Mumbai : Although the government resolution (GR), which stated that doctors should only prescribe generic medicines to patients, has been put on hold, the medical fraternity has raised concerns over the diktat while raising questions over the quality of non branded drugs. After the National Medical Commission (NMC) came under heavy fire from several associations of medicos, the August 2 GR has been kept in abeyance.
However, the move hasn’t pacified the doctors at large as several of their groups are holding meetings with Union Health Minister Mansukh Mandaviya and raising questions over quality of generic medicines. In a letter sent to the Centre, the Indian Medical Association said that less than 1% of generic drugs produced in India are tested for quality. Moreover, a government panel has underlined the problems in the drug regulatory system and attributed them to weak infrastructure, inadequate testing and drug inspection staff shortages.

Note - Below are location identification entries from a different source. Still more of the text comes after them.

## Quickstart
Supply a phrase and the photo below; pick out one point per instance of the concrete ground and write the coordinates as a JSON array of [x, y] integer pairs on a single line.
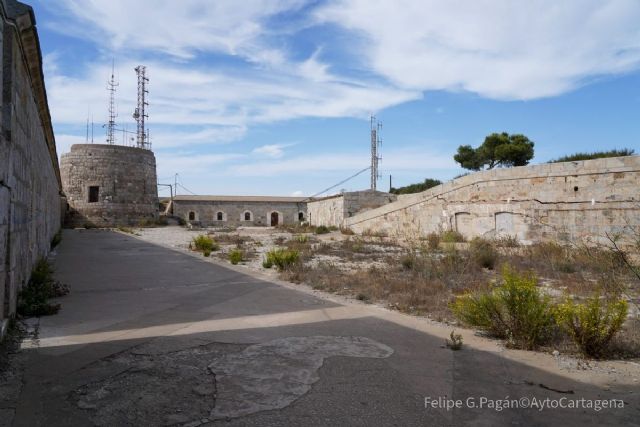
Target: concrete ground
[[153, 336]]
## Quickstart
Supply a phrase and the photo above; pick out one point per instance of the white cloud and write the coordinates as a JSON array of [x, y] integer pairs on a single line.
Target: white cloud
[[274, 151], [497, 48]]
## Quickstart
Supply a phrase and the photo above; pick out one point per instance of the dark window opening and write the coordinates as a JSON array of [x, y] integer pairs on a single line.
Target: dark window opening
[[94, 194]]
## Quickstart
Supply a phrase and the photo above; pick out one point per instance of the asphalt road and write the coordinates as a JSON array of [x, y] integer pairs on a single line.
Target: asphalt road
[[151, 336]]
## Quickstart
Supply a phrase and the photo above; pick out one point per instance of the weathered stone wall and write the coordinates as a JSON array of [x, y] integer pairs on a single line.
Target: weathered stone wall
[[206, 212], [570, 201], [30, 196], [126, 180], [333, 210]]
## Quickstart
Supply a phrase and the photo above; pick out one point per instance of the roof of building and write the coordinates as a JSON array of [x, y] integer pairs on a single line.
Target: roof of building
[[271, 199]]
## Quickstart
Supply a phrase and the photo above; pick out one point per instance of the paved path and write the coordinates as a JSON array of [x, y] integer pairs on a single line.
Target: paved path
[[151, 336]]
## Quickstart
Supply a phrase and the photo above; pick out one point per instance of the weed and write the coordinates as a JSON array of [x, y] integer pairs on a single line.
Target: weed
[[433, 241], [205, 243], [55, 241], [33, 298], [593, 325], [515, 310], [456, 341], [452, 236], [322, 229], [283, 259], [236, 256]]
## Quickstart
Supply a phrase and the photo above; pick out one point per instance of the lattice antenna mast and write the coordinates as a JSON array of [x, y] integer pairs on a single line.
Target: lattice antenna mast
[[111, 87], [376, 126], [142, 135]]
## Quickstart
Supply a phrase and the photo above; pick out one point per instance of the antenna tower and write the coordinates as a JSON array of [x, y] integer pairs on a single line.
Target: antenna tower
[[111, 87], [376, 126], [142, 136]]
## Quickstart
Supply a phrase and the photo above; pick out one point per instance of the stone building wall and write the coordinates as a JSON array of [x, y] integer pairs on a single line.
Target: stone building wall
[[30, 191], [123, 181], [566, 201], [333, 210], [205, 212]]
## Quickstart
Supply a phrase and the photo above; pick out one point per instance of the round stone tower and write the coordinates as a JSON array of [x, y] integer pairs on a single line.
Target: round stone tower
[[109, 185]]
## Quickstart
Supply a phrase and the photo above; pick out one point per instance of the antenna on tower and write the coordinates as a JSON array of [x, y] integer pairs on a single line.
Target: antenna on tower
[[111, 87], [376, 126], [142, 137]]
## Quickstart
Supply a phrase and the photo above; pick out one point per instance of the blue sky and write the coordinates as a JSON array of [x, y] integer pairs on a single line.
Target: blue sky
[[274, 97]]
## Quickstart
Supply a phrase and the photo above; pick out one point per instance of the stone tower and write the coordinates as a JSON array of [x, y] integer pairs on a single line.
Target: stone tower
[[109, 185]]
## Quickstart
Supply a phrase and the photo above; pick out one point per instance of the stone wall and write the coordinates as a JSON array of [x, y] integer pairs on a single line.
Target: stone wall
[[125, 178], [567, 201], [30, 191], [206, 211], [333, 210]]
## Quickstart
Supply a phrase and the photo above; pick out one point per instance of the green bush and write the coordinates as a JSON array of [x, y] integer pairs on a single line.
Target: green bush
[[33, 298], [515, 310], [205, 243], [322, 229], [483, 253], [236, 256], [593, 325], [283, 259], [452, 236]]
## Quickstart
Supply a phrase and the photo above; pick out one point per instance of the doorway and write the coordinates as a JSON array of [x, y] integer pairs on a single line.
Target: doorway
[[274, 219]]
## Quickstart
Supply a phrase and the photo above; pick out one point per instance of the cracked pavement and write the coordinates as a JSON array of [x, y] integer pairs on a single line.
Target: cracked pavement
[[154, 336]]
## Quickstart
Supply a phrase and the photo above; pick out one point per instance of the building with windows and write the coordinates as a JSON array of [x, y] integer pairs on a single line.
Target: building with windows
[[240, 210]]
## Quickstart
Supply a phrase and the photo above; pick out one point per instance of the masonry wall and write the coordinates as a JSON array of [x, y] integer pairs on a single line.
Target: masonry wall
[[30, 192], [233, 212], [569, 201], [333, 210], [125, 178]]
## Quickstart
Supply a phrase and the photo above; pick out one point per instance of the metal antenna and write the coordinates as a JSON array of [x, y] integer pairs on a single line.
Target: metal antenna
[[142, 139], [111, 87], [376, 126]]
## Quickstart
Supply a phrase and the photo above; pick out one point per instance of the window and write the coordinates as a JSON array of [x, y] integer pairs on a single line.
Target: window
[[94, 193]]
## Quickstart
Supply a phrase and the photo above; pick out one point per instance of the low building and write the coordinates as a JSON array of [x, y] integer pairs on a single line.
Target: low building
[[240, 210], [333, 210]]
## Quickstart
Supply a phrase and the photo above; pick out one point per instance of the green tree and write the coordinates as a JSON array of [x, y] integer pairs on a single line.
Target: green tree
[[416, 188], [497, 150]]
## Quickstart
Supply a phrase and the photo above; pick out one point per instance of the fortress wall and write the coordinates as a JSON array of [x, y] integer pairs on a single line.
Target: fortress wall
[[569, 201], [125, 178], [332, 210], [30, 188]]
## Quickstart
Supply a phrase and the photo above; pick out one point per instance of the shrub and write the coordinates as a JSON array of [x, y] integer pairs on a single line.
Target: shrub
[[593, 325], [301, 238], [483, 253], [452, 236], [236, 256], [322, 229], [281, 258], [205, 243], [33, 298], [515, 310]]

“Before making such regulations, the NMC should take the opinion of doctors, who are crucial stakeholders in the country’s healthcare policies. The commission should adopt a gradual approach to policy changes over time,” said a senior doctor.

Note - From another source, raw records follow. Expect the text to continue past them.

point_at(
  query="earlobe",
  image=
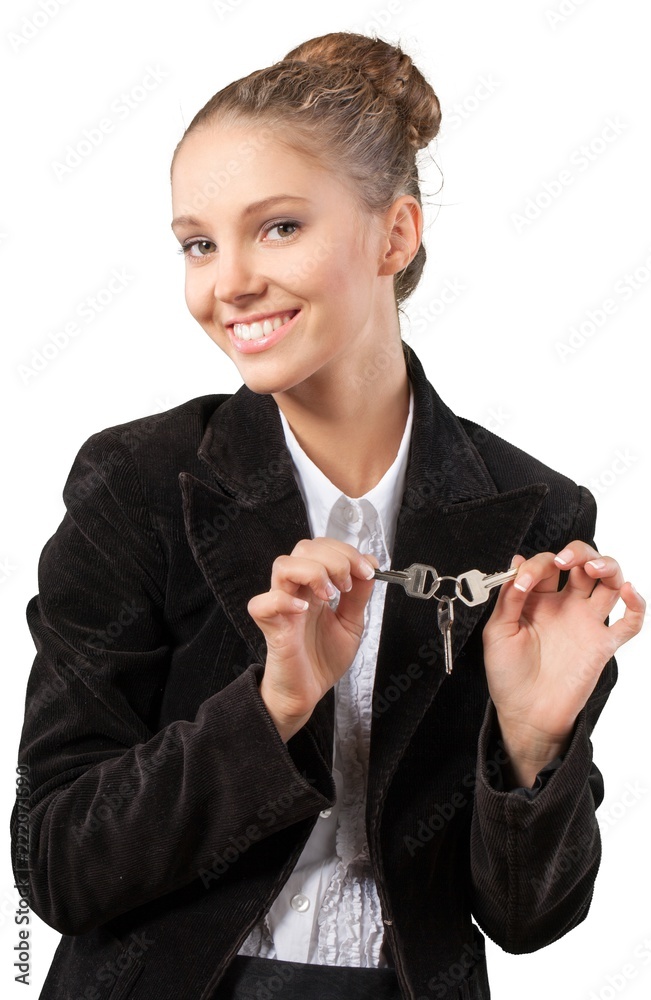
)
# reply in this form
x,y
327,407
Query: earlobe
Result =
x,y
404,225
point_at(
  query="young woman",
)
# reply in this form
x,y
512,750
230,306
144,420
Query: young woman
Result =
x,y
251,772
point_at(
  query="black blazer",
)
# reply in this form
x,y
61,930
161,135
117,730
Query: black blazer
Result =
x,y
166,812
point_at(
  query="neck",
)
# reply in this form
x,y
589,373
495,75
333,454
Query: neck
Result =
x,y
351,426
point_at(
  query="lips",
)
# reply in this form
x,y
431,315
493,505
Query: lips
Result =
x,y
264,331
261,326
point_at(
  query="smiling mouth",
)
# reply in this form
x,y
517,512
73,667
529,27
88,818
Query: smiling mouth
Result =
x,y
262,328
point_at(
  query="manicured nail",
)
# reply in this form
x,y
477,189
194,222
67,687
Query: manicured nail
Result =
x,y
368,569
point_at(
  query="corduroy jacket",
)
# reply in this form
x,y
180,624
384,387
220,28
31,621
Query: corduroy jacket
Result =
x,y
166,813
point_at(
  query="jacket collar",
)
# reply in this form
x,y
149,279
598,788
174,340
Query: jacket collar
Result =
x,y
248,510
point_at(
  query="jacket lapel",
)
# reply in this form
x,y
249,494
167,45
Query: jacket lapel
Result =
x,y
248,510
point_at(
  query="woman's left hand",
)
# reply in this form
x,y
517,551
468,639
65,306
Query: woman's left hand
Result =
x,y
544,649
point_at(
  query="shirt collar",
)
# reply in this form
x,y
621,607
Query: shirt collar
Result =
x,y
320,495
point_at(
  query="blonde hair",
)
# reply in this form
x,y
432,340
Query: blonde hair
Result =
x,y
357,104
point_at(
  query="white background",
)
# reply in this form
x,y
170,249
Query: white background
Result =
x,y
532,83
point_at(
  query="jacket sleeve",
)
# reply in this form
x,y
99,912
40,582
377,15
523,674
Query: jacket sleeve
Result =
x,y
534,860
120,813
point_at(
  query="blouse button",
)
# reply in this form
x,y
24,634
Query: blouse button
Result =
x,y
300,903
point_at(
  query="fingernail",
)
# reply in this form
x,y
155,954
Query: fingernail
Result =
x,y
368,569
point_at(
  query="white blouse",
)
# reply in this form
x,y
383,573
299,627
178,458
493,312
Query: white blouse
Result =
x,y
328,912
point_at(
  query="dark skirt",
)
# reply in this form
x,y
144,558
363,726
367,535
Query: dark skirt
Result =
x,y
267,979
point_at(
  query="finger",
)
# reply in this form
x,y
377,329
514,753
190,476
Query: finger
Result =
x,y
631,622
265,608
575,553
539,573
340,559
584,573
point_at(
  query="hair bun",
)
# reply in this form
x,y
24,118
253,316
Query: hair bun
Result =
x,y
390,70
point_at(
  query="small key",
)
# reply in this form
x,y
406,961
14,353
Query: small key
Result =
x,y
445,618
480,584
413,579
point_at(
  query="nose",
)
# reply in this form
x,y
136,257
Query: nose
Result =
x,y
236,276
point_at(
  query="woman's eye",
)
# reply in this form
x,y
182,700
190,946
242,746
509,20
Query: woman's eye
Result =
x,y
284,225
202,248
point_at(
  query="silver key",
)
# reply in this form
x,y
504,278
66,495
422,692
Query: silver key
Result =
x,y
445,618
480,584
413,579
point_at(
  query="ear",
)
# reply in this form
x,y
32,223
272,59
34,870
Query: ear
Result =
x,y
404,230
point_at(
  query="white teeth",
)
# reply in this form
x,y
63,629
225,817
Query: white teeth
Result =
x,y
253,331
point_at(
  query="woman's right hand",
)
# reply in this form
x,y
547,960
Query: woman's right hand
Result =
x,y
310,646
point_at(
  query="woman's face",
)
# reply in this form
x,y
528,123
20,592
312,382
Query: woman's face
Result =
x,y
276,242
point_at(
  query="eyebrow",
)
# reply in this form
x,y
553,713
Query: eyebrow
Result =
x,y
256,206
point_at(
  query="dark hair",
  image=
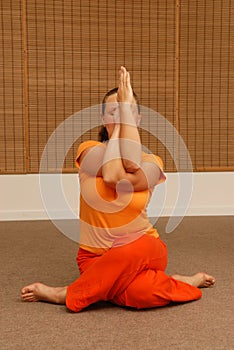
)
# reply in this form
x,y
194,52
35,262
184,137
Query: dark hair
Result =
x,y
103,134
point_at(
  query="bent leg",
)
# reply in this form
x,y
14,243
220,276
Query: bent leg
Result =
x,y
111,274
154,288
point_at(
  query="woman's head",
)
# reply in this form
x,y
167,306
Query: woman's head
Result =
x,y
110,112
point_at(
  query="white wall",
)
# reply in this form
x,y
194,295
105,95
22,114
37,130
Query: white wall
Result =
x,y
34,197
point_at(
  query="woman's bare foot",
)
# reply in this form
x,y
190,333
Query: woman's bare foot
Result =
x,y
200,279
41,292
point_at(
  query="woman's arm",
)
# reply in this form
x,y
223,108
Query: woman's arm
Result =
x,y
130,142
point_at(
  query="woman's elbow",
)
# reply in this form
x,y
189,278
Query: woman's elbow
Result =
x,y
130,167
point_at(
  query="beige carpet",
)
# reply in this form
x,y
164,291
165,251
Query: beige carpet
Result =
x,y
36,251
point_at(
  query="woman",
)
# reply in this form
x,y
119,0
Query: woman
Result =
x,y
121,257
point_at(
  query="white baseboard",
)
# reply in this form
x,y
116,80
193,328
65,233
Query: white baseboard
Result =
x,y
193,194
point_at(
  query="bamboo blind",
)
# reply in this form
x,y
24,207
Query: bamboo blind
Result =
x,y
60,57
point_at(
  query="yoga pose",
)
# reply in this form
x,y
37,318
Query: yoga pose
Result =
x,y
121,257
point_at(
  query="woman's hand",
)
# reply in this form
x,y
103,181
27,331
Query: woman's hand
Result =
x,y
125,93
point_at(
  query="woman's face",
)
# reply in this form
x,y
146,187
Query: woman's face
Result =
x,y
111,115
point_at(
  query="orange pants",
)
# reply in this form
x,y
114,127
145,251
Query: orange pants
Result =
x,y
131,275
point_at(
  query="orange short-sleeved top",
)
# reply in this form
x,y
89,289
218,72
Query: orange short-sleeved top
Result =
x,y
110,219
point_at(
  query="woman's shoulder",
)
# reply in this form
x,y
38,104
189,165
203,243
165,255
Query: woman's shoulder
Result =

Dr Parthiv Sanghvi, a city-based consultant surgeon, dubbed the NMC as a “bureaucratically managed doctors (association)”. Under the garb of affordable healthcare for all and to decrease medical expenses for the general public, the NMC came out with a ‘fatwa’ for doctors to prescribe generic medicines. “Has the government forgotten that the World Health Organisation has blacklisted some of the pharmaceutical companies for manufacturing spurious medicines which claimed the lives of many children. The Indian pharmacy was dragged into an international dispute due to such deaths arising from wrong combination generic cough syrups, which were exported by an unregulated pharma company in north India to Gambia. The government easily puts the onus on doctors but what about the unregulated pharma companies,” he said.

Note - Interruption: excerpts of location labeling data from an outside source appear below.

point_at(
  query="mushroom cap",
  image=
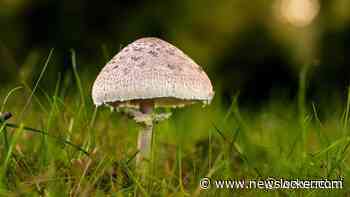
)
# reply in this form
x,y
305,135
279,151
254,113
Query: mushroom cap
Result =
x,y
151,69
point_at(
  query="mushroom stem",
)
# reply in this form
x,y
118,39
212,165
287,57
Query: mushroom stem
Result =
x,y
144,142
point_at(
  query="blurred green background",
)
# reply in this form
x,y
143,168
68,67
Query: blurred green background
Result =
x,y
255,47
259,125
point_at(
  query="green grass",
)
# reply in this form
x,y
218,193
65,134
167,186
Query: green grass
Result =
x,y
59,144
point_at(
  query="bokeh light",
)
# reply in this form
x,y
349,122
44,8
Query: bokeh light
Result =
x,y
299,13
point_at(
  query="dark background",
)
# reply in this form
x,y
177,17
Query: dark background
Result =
x,y
243,45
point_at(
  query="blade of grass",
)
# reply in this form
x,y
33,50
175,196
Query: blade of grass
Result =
x,y
21,116
8,96
44,133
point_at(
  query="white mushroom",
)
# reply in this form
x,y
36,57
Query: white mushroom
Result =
x,y
150,73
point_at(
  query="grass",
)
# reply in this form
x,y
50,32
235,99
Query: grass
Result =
x,y
59,144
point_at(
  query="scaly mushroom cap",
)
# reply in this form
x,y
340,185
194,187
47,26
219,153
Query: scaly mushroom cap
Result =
x,y
151,69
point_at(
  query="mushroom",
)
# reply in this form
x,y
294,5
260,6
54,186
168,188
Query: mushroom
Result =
x,y
147,74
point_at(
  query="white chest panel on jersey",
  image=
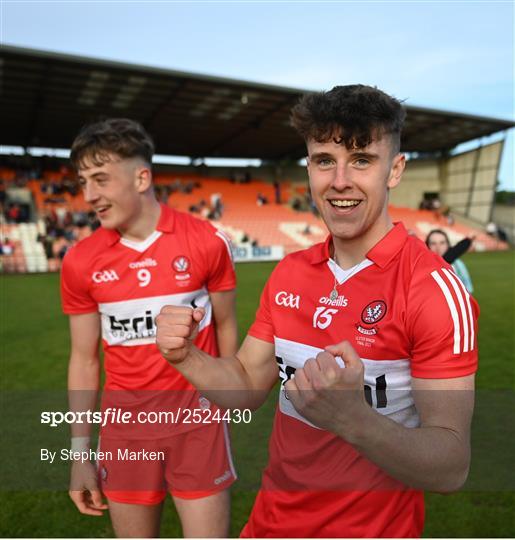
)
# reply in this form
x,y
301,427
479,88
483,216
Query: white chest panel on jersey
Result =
x,y
132,322
387,382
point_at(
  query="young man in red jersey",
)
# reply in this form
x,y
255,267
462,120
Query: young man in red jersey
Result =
x,y
372,336
114,283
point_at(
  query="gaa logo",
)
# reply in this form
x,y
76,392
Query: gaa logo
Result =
x,y
204,403
181,263
285,299
105,276
374,312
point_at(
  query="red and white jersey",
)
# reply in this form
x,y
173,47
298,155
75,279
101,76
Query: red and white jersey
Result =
x,y
128,283
407,315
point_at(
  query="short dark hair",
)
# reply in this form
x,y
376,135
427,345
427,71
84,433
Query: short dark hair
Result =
x,y
353,115
120,136
437,231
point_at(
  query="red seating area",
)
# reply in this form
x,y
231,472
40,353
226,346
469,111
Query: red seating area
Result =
x,y
268,224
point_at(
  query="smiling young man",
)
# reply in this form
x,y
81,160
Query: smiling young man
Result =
x,y
114,283
371,335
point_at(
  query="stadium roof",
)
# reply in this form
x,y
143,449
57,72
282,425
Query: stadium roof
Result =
x,y
46,97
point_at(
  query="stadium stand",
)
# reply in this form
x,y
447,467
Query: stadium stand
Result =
x,y
246,212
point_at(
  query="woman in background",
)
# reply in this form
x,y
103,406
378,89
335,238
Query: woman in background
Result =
x,y
438,242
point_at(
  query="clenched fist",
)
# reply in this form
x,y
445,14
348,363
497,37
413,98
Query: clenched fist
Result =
x,y
177,327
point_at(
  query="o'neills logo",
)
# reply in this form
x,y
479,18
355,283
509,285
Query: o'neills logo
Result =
x,y
341,301
143,264
181,263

A senior doctor said there are several reasons due to which the GR received a backlash from the medical fraternity as most of the doctor conferences are sponsored by pharmaceutical companies. If the new GR is implemented, it will have a big impact on these firms, the medico added. Averring that the rule has the potential to break the nexus between doctors and pharma companies, he said, “Generic names in prescriptions will mean that doctors cannot push the products of any particular company. If that happens, would companies be as willing to sponsor doctors? Maybe not.”